Acknowledgments : Dr Vilfrido Gil, Centre National des Grandes Endémies, Sao Tomé - Dr Lucie Brunet, Service d'Action Culturelle, Sao Tomé - Dr Conceiçao Ferreira, Centre National des Grandes Endémies, Sao Tomé



> General Statistics | > Epidemiological facies | > Vectors | > Chemoresistance | > The National Anti Malaria Program | > Research institutions | > Advice to Travelers | > Bibliography

 General Statistics

Area: 1,001 km² (Sao Tome: 836 km² ; Principe: 119 km²) 
Population: 134,785 inhabitants (1998 estimation) 
Capital: Sao Tome
Currency: Dobra 
Official Language: Portuguese 
Surrounding regions: Sao Tome and Principe are two islands, in the Gulf Of Guinea situated off the coast of Cameroon, Equatorial Guinea and Gabon. 

 

Out of 192 countries, Sao Tome and Principe ranks 108th for life expectancy, 80th for infant mortality, 176th for GNP, 163rd for daily calorie intake, 147th for literacy, 130th for the percentage of children in full-time education (source: Atlas Encyclopédique Mondial, Nathan Ed., Paris 1996, pp.118-119).

Sao Tome and Principe rest on the equator and so the climate is hot and humid. There is however a relative dry season in July and August, whilst the average temperature oscillates between 20 °C (July - August) and 30 °C (January to April).

 Epidemiological facies

The oldest facts on malaria in Sao Tome and Principe are no more than twenty years old. 

According to Gérard Martet et al., "Malaria has existed for a very long time on the archipelago. It is characterized by a permanent transmission with seasonal outbreaks that correspond with the end of the rainy season and the start of the dry one (April-May) Another slightly smaller peak occurs from November–December.

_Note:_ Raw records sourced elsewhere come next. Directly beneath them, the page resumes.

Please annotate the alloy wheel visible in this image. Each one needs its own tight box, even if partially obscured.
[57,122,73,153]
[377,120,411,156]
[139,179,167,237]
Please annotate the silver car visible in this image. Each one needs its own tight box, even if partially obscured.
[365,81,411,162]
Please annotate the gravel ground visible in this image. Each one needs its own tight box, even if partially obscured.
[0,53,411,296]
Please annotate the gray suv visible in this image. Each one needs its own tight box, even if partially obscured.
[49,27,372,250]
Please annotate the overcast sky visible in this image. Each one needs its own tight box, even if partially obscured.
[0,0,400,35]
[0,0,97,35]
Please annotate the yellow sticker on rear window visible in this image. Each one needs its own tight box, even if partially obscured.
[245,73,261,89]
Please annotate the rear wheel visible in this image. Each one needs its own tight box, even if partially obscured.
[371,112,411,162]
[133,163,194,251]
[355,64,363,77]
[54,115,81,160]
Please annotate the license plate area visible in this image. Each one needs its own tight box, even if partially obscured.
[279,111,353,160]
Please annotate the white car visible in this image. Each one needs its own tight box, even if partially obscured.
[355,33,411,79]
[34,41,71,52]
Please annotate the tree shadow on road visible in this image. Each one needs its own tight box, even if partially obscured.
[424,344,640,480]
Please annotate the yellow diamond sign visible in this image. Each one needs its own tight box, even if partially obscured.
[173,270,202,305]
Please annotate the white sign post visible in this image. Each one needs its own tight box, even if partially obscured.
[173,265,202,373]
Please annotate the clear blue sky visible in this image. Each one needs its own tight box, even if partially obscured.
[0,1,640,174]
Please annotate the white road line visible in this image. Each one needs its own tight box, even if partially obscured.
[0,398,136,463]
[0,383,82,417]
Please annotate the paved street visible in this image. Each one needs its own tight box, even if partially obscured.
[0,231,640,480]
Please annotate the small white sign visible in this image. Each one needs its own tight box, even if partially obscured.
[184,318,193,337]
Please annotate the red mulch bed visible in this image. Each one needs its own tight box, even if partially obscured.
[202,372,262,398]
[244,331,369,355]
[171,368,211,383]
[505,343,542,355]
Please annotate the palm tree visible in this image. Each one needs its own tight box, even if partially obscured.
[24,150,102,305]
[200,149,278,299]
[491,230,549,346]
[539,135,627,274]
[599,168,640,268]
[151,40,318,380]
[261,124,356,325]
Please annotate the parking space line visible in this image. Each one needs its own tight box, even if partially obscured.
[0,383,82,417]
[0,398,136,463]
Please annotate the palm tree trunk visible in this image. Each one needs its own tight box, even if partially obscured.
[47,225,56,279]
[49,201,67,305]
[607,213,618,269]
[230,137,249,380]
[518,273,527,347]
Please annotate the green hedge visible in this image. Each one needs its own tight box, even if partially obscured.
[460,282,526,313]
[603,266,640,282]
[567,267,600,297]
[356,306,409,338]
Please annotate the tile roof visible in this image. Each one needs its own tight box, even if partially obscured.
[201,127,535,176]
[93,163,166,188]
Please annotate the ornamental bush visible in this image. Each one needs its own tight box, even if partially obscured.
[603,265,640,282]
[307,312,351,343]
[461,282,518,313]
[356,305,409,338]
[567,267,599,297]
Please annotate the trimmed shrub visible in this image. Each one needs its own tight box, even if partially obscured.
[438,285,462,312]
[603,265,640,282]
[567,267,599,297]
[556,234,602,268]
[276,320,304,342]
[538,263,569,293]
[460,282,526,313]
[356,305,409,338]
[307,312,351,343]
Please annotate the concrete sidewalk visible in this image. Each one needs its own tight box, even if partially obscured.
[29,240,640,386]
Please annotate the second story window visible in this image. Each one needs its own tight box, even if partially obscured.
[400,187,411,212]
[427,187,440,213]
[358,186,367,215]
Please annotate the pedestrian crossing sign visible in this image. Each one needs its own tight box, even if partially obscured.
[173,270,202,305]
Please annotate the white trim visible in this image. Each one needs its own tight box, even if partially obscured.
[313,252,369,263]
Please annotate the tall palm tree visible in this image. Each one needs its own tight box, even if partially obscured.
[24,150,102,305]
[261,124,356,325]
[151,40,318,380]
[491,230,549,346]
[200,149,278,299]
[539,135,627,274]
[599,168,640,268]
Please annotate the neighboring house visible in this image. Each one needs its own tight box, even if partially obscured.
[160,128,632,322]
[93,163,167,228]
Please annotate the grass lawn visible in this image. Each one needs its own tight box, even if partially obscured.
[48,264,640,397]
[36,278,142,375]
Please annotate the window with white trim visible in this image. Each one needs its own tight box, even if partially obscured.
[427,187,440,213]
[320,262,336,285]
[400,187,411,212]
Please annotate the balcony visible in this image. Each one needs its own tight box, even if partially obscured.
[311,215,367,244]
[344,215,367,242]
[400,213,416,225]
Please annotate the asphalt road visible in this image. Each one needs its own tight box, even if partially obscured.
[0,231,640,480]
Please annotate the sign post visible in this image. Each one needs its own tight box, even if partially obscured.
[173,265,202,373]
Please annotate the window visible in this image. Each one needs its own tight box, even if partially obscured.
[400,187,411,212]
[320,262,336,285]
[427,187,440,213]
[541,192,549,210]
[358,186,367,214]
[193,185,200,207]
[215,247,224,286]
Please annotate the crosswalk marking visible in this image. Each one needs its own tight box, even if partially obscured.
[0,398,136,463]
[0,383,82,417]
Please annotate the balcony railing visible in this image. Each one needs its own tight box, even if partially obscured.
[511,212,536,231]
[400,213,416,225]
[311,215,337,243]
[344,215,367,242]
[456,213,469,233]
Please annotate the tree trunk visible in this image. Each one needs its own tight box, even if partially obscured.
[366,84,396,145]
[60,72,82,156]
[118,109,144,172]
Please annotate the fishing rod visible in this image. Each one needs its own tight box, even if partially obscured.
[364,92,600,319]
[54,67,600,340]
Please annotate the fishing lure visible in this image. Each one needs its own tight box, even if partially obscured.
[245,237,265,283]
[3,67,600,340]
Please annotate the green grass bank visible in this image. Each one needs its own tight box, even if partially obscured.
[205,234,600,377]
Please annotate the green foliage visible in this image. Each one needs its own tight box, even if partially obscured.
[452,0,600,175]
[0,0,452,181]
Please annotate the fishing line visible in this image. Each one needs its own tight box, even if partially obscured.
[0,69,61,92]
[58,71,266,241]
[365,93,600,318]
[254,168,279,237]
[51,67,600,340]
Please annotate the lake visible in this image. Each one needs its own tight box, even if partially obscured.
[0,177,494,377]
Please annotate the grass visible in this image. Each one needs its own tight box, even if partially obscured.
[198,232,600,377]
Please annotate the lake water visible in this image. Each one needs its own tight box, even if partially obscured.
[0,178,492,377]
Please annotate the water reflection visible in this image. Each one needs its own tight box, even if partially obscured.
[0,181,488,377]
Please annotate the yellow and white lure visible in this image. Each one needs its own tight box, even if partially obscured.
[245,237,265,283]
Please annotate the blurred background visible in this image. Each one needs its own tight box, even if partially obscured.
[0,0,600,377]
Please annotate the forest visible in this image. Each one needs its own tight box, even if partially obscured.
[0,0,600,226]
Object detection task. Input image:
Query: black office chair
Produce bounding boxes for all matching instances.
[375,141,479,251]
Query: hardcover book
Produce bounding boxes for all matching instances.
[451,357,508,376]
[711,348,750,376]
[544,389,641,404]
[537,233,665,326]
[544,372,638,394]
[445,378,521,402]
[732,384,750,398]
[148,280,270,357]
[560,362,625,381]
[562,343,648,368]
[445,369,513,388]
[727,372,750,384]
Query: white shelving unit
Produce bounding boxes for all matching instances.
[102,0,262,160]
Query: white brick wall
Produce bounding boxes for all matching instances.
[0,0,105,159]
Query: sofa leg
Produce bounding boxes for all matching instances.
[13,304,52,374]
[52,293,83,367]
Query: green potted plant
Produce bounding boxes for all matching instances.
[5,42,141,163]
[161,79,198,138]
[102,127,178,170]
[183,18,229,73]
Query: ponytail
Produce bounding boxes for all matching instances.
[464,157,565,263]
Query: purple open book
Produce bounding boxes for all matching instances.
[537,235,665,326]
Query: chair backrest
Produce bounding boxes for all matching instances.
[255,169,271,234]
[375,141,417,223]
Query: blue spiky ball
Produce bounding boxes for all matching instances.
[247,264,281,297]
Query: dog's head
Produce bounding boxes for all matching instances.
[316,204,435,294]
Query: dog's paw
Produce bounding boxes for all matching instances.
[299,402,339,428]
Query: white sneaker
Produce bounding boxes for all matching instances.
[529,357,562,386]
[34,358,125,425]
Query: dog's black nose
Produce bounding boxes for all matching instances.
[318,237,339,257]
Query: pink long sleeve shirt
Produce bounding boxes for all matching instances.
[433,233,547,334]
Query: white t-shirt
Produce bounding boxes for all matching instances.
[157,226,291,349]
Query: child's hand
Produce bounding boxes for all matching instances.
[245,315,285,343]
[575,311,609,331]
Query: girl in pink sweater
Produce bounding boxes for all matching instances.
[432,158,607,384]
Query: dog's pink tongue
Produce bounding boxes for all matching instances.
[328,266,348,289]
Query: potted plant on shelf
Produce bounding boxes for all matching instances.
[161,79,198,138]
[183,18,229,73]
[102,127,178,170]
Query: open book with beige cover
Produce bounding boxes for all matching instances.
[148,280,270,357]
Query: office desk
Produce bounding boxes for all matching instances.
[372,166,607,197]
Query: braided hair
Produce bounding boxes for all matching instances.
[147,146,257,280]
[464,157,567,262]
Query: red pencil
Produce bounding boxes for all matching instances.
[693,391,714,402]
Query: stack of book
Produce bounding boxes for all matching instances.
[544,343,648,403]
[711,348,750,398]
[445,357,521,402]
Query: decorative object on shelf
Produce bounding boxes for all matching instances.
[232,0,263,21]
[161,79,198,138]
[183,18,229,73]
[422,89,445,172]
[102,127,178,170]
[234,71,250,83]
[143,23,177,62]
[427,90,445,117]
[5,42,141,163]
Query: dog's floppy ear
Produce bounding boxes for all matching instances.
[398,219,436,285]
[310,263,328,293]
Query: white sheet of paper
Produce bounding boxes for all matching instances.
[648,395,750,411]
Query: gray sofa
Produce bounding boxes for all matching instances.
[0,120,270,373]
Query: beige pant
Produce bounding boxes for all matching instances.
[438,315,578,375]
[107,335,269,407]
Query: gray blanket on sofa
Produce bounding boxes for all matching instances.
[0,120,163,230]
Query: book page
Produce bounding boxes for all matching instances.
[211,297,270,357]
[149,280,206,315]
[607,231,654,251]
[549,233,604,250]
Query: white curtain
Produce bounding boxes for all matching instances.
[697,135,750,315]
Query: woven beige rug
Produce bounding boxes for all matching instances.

Transmission decreases with altitude: above 300m of altitude the bio-ecology of the main vector (Anopheles gambiae) and the drop in the density of the human population cause the transmission to decline" (1).

From the 10th to the17th May 1990, a number of tests were run in Sao Tome on 780 children aged from 2 to 9 years old: the prevalence rate of splenomegalies was at 24% and that of hematozoon carriers 41%; this means that Sao Tome can be classified as a meso-endemic zone

Of the 318 positive slides, Plasmodium falciparum was present in 87.4% of cases, Plasmodium  ovale in 11%, Plasmodium  malariae in 1.3% and Plasmodium  vivax only once (0.3%)(1). These figures were not confirmed in 1996 by L.F. Loureiro et al.: who listed 87.2% of infections from Plasmodium  falciparum only, 4.5% from Plasmodium  malariae, 3.5% from Plasmodium  vivax and 4.5% of mixed infection. Plasmodium ovale was not found (3).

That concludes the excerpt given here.